By the time the content of Here There Be Dragons was produced writer Mike Grell knew his 1988 Green Arrow series wasn’t going to be a short-lived flash in the pan, as the content reprinted in Hunter’s Moon had been successful. This gave him the opportunity to expand his plots a little more, and the confidence that his readership trusted him to tell a more instinctive story rather than one totally centred on Green Arrow. The first chapter of the title story supplies very little Green Arrow, concentrating instead on the tattooed Yakuza assassin Shado, detailing why she no longer works for the Japanese gangsters, and why they’re after her hide.

Before that, however, several creators new to the feature were given their chance on the strip over two chapters. Eduardo Barreto was already an old hand, and his layouts slot right in and maintain the look. Paris Cullins is okay, but would improve, and Randy Du Burke is trying to run before he can walk, with awkward layouts and figures, not helped by eccentric artistic viewpoints. Sharon Wright co-plots and scripts a section, and that works well enough. Overall, however, these are two patchy chapters.

Thankfully Ed Hannigan draws the remainder of the book, in a particularly decorative mood to begin with, adding flourishes that produce some fantastic looking pages. He’s also better at the emotional beats. Grell frequently reinforces the loving solidity of Oliver Queen and Dinah Drake, and that this doesn’t lapse into melodrama is due to Hannigan’s skill. A combined talent ensures the wordless sequences also work.
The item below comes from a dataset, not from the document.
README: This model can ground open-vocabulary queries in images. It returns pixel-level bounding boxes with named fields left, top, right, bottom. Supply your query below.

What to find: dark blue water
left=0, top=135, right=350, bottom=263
Grell’s plotting incorporates several interesting elements, not least dispensing with the ludicrous conceit that anyone seeing Green Arrow and his distinctive beard and minimal mask wouldn’t immediately recognise Oliver Queen if they knew him. He also marks time. Queen is now 44, so a year has passed since the events of The Longbow Hunters, in which Shado was introduced. She now has something both the Yakuza and the CIA are very keen to possess, and Green Arrow is coerced into aiding with that. Grell ensures the plot takes an unpredictable turn from there, but one of its strongest elements in 1989 has far greater cultural familiarity after decades of manga sales. ‘Here There Be Dragons’ was then infused with an exotic atmosphere generated by being steeped in Japanese honour culture. Thirty years later, through no fault of Grell’s, this is a well known quantity, and while the plot still stands up, much of the mystique has evaporated. A large info dump explaining some twists at the end comes across as rushed.

It all combines to render Here There Be Dragons as slightly less entertaining than the opening Hunter’s Moon, but the character charm, Hannigan’s art and the tight plotting ensure this is still readable. The series continues with The Trial of Oliver Queen.